Published October 14, 2011 4:00am ET



City officials are kicking off a series of community meetings examining the implementation of online gambling in the District as questions of legality still remain for the gambling proponents. The meetings are meant to air out some of the issues neighborhoods might have with allowing online gambling within the city’s borders after a bill legalizing the gambling was passed last year as a rider on the 2011 budget bill. The D.C. lottery board initially planned to introduce six games, including poker and blackjack. In September, however, it pledged not to move forward until the community has weighed in.

At-Large Councilman Michael Brown proposed the measure as a way to close the city’s budget gap and has argued that no federal gambling laws would technically outlaw his online gambling proposal for the District. The city’s attorney general has also backed up that claim.

Meeting schedule
A list of upcoming community meetings set to discuss online gambling in the District. All meetings held from 6:30 to 8:30 p.m.
Monday at Petworth Library, 4200 Kansas Ave. NW; Tuesday at IDEA Public Charter School, 1027 45th St. NE , Oct. 27 at Northwest One Library, 155 L St. NW; Nov. 1 at Marie Reed Learning Center, 2200 Champlain St. NW; Nov. 10 at Palisades Library, 4901 V St. NW; Nov. 15 at Jelleff Recreation Center, 3265 S St. NW; Nov. 17 at Anacostia Library, 1800 Good Hope Road SE.

But Marie Drissel, an opponent of the proposal and author of the blog Stop DC Gambling, said she is doubtful of the lottery board’s and the attorney general’s ability to evaluate the level of cyber security required to stop games from being played illegally. The process hasn’t been publicly vetted, she said.

“I am very concerned that no expert has been sworn in to tell us what this is all about,” Drissel said. “Give me the experts who can say under oath that there is staff and expertise to make sure there will not be interstate gambling and that no minors are going to be involved.”

Brown has said that the D.C. lottery vendor is using state-of-the-art anti-hacking technology and will have five security filters to ensure that users are of age and located in the District. In a recent letter to his colleagues he calls online gambling “a natural progression of lottery systems,” and that New York, California, Illinois, Nevada, Iowa and Florida are all considering similar measures.
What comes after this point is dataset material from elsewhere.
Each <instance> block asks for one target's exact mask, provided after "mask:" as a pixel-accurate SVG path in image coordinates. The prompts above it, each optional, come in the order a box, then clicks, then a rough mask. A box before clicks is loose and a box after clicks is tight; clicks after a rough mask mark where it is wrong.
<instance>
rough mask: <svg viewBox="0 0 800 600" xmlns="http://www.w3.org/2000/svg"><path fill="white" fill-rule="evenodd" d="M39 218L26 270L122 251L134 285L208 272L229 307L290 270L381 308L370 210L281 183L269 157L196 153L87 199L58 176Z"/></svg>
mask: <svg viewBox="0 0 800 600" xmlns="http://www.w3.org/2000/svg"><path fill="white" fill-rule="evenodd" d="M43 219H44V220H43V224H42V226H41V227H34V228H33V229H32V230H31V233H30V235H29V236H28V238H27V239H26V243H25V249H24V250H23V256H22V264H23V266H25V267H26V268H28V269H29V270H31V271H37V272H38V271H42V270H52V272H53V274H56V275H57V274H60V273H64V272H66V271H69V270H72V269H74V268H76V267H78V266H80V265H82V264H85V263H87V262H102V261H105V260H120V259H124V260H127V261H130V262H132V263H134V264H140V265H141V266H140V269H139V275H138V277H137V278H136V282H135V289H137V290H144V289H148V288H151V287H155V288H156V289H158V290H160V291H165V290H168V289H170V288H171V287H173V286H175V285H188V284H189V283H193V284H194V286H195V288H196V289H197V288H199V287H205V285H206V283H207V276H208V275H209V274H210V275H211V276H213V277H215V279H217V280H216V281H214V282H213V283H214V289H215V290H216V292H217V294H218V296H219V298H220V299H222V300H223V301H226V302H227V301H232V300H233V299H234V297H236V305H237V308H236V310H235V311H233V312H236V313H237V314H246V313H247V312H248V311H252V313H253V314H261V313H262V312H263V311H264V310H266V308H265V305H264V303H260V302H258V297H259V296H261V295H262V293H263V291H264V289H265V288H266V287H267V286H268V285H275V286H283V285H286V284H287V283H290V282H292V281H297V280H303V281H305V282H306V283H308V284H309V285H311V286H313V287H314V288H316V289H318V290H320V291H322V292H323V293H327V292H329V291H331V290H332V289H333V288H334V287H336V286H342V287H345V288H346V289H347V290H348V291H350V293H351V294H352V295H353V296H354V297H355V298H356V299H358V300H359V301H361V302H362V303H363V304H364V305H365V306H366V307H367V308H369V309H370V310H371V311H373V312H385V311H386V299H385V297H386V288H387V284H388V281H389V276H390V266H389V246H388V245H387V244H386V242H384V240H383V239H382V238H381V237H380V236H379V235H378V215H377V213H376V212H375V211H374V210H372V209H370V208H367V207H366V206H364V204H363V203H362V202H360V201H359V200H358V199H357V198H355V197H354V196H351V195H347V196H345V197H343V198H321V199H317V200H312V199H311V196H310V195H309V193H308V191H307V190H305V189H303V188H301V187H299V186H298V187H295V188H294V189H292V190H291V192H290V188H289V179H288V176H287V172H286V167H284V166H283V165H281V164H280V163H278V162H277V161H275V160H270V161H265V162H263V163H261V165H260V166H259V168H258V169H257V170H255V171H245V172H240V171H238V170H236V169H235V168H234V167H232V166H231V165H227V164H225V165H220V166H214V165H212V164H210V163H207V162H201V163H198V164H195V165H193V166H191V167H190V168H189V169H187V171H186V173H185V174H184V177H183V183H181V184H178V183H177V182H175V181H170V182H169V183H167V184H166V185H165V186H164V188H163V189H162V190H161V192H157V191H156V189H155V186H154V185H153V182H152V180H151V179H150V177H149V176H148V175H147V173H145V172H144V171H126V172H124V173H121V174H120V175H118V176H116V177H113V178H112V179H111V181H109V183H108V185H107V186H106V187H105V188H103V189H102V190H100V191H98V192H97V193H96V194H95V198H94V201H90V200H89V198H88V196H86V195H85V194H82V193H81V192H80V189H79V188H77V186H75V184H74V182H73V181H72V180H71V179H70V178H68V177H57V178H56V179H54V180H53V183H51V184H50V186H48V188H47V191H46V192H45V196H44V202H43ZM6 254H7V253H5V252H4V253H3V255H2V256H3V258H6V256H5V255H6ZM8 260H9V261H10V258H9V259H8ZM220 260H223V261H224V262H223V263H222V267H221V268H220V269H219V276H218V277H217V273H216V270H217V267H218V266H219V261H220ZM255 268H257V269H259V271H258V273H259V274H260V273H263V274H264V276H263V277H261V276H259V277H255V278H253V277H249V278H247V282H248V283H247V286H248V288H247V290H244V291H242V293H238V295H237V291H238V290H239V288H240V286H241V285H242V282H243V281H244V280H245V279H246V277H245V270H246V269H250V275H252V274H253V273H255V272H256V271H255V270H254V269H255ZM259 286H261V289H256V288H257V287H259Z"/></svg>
The council — and especially Brown — drew criticism in December after approving online gambling as part of the budget bill without public hearings. A bill to repeal the gambling was submitted last month, but finance committee chairman and Ward 2 Councilman Jack Evans has tabled the bill until the public hearings and an investigation by the city’s inspector general have finished.

But so far the public response has not mirrored the ire of last December. Drissel characterized the first hearing, held in Ward 5, as subdued.

“I have found that hardly anybody knows what I’m talking about when I’m speaking with public citizens,” she said. “And so it’ll [pass] and people will be surprised.”